Barton Springs is a famous Austin landmark that should not be missed. Tourists and locals alike flock to this unique part of Austin’s history and culture. Going with kids might feel overwhelming if you’ve never been there before. These helpful tips will show you how to do Barton Springs with kids.
2201 William Barton Dr, Austin, TX 78746
Closed Mondays and Thursdays. Other days it is open from 5 a.m. – 10 p.m.
Entry Fee for Austin residents:
$5 adult, $3 teen, $2 child, $2 senior
Entry Fee for nonresidents:
$9 adult, $5 teen, $4 child, $5 senior
Tip #1 Reserve tickets ahead of time
They are now requiring pre-purchased tickets before you go. I actually love this new change, since it significantly cuts down on the waiting in line from the Before Times. We made reservations on the same day we wanted to go, printed out our tickets, and walked right up to the gate- no waiting in a super long line with impatient kids on a hot day! It’s a thing of beauty. The online reservation system used to be super confusing, but they’ve updated it and made it much easier. Go here for online reservations and tickets to Barton Springs. You may also purchase tickets with a credit card at the kiosks in front of Barton Springs.
Tip #2 Parking
There is a parking lot next to Barton Springs, but it gets packed and can be really hard to get a spot. It’s free to park here on weekdays, but they charge on weekends, holidays, and for events. Zilker Park has more parking that costs $3 to park from March – September.
Tip #3 Food and Drinks
Kids require snacks, and that’s non-negotiable. However, Barton Springs does not allow you to bring in food! What’s a mom to do?! Luckily, you can bring in sealed water bottles with a twist off lid. You can get a hand stamp to exit Barton Springs and come back in without having to pay again, so that you can leave for food as needed. You have two options. One is leaving a cooler and snacks in your car, assuming you get a close enough parking spot. Two is purchasing food from the vendors set up right outside Barton Springs.
Tip #4 Floaties and Zero-Depth Entry
If your kids still need floaties to help them swim, or you just want to float around during your trip to Barton Springs, keep in mind that floaties are only allowed in the deep section or shallow section of the pool. You must take them to the far right or far left of the diving board. We like to head all the way to the right towards the shallow, zero-depth entry point of the pool. It helps you wade in and get used to the temperature of the water (which stays at 68 degrees year round!).
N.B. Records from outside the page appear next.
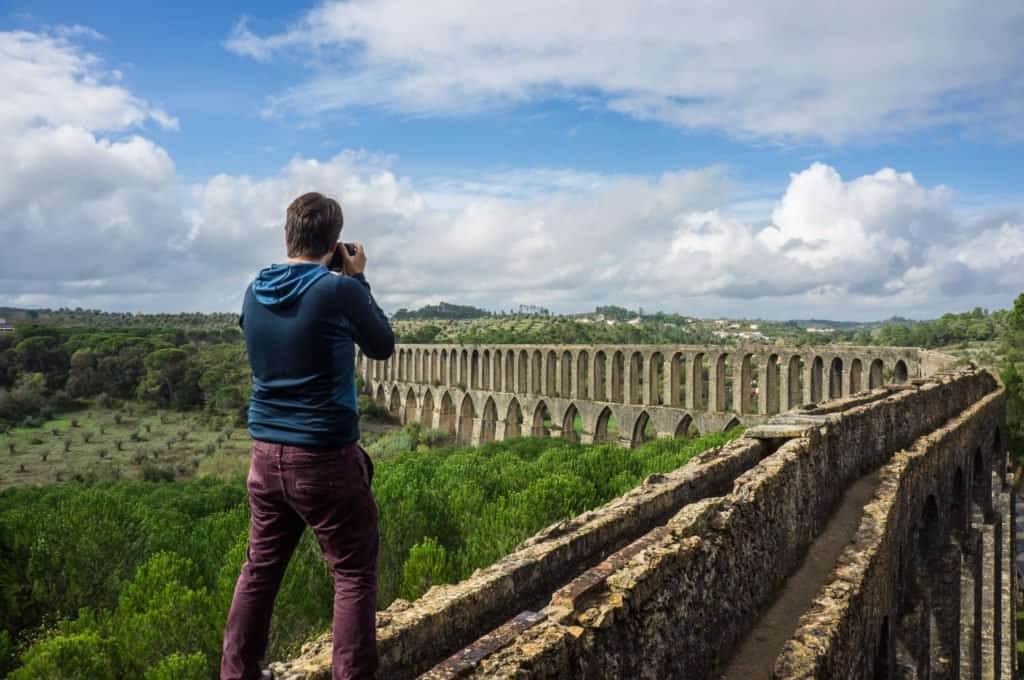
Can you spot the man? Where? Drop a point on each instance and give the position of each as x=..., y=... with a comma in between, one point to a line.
x=301, y=322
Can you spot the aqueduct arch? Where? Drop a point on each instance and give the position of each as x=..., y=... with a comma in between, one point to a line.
x=710, y=385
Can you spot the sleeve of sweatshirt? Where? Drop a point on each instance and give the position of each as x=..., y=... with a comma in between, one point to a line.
x=370, y=327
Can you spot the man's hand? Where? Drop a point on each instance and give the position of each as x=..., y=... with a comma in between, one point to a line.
x=353, y=263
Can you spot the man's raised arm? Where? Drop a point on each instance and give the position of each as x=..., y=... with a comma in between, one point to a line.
x=370, y=327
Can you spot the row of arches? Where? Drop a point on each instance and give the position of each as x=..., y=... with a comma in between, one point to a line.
x=937, y=570
x=743, y=382
x=459, y=415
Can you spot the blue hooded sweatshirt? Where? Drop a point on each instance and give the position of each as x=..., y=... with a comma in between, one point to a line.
x=301, y=324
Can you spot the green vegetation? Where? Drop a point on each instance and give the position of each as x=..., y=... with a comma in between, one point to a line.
x=1012, y=365
x=46, y=370
x=441, y=310
x=133, y=579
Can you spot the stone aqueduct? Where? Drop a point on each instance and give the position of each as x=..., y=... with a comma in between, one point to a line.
x=865, y=538
x=586, y=392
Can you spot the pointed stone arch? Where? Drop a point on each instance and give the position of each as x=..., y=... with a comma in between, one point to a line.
x=856, y=376
x=551, y=374
x=876, y=375
x=542, y=418
x=605, y=427
x=636, y=379
x=565, y=376
x=488, y=421
x=617, y=377
x=677, y=380
x=773, y=385
x=537, y=372
x=699, y=377
x=655, y=380
x=900, y=373
x=522, y=364
x=394, y=406
x=467, y=413
x=427, y=410
x=446, y=421
x=723, y=382
x=583, y=376
x=411, y=412
x=513, y=420
x=496, y=371
x=817, y=379
x=836, y=378
x=641, y=431
x=795, y=382
x=510, y=371
x=600, y=376
x=569, y=421
x=682, y=430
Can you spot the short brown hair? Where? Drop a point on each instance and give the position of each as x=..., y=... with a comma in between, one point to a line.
x=312, y=225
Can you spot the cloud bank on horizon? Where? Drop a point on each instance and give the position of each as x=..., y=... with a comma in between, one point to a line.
x=93, y=213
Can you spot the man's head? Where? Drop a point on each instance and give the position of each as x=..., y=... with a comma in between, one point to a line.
x=312, y=226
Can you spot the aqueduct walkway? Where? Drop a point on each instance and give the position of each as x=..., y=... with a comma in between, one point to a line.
x=867, y=538
x=622, y=392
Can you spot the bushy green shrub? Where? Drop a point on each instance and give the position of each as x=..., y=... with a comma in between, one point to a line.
x=152, y=472
x=171, y=553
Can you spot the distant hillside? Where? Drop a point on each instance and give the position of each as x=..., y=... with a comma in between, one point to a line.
x=440, y=310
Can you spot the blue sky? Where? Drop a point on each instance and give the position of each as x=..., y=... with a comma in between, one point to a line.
x=729, y=161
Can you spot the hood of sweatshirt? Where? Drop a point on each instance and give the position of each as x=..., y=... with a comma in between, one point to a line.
x=281, y=285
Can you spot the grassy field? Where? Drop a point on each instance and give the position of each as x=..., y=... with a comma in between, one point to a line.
x=131, y=442
x=127, y=443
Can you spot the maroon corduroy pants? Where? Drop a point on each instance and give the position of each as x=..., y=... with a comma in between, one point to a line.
x=329, y=490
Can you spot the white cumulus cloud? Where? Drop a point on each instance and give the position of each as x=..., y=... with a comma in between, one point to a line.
x=92, y=213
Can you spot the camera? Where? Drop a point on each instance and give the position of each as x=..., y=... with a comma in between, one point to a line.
x=337, y=262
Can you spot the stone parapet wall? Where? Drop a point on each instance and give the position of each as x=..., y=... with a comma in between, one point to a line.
x=682, y=602
x=670, y=580
x=412, y=637
x=852, y=628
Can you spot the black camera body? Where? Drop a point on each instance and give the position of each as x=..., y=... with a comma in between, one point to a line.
x=337, y=262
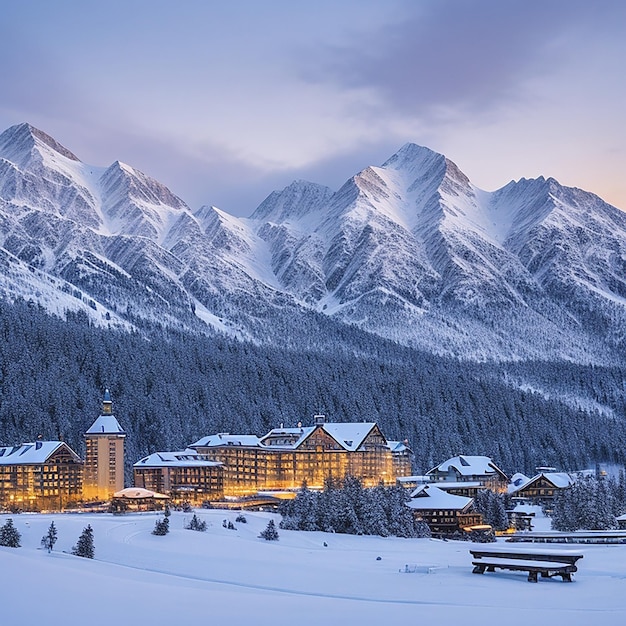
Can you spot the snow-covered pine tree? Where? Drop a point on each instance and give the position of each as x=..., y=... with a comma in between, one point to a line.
x=84, y=546
x=270, y=533
x=161, y=527
x=50, y=538
x=9, y=535
x=196, y=524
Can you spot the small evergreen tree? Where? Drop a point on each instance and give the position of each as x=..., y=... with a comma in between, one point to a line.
x=270, y=533
x=161, y=527
x=196, y=524
x=9, y=535
x=50, y=538
x=84, y=546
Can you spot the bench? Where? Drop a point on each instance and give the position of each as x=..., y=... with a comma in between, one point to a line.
x=548, y=564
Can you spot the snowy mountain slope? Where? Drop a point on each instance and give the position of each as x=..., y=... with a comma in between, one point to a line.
x=410, y=250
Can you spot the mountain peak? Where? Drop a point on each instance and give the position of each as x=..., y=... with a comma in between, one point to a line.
x=412, y=156
x=26, y=137
x=298, y=199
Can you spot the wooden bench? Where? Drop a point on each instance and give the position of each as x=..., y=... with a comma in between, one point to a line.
x=547, y=563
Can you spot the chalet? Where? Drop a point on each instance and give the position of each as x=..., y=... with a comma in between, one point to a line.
x=543, y=487
x=137, y=499
x=40, y=475
x=471, y=473
x=104, y=463
x=444, y=512
x=183, y=476
x=285, y=458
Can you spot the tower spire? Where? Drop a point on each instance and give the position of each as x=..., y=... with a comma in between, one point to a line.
x=107, y=404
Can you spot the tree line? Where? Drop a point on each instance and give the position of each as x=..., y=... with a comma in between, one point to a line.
x=170, y=388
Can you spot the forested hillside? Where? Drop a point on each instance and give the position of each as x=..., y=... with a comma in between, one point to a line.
x=170, y=388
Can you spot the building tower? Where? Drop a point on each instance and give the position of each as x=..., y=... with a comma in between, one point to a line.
x=104, y=463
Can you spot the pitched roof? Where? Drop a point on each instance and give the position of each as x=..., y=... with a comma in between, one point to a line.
x=139, y=493
x=350, y=435
x=427, y=497
x=106, y=425
x=32, y=453
x=469, y=466
x=226, y=439
x=561, y=480
x=286, y=437
x=182, y=458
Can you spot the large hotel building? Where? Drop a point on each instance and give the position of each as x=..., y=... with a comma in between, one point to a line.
x=49, y=475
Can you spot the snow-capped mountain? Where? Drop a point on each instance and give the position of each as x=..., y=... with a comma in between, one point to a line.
x=410, y=250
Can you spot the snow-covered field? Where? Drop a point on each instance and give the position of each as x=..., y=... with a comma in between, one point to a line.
x=233, y=577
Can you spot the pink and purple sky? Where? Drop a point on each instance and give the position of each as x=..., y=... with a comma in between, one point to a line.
x=226, y=101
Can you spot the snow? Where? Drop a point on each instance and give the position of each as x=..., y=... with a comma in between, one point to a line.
x=467, y=466
x=233, y=577
x=428, y=497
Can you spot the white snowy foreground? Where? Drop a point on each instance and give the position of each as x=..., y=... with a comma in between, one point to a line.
x=233, y=577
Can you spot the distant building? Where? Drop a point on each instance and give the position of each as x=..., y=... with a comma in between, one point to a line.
x=543, y=487
x=470, y=473
x=444, y=512
x=184, y=476
x=285, y=458
x=44, y=475
x=104, y=463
You can use floaties in this section and it’s safer for younger kids.
Keep in mind that this is a natural, spring-fed pool, and the algae that grows on the pool floor is extremely slippery over here! Kids (and adults) slip over here all the time. Walk slowly and watch your step! Water shoes can help. Floaties are not permitted near the diving board section of the pool.
Tip #5 Search for Creatures
This is a natural, spring-fed swimming hole, so there will be fish and other creatures swimming around. It’s also home to the Barton Springs Salamander, so be on the lookout for those little guys!
Tip #6 People Watching
One of our favorite things to do at Barton Springs is watch the people flipping and jumping off the diving board. The kids may even work up the courage to try diving for themselves. One thing to keep in mind while people watching at Barton Springs is that topless sunbathing is allowed. You might see more than you were expecting here!
Other things to keep in mind
Pets are not allowed. It’s free to swim during the early morning, non-lifeguard, open-swim hours each day from 5-8 a.m. No alcohol is allowed inside Barton Springs. The free side to Barton Springs is just to the left (if you are facing the pool from outside). It’s referred to as Barking Springs, because that’s where most people bring their dogs to swim. You can visit the nearby playground at Zilker Park if your kids want to play some more.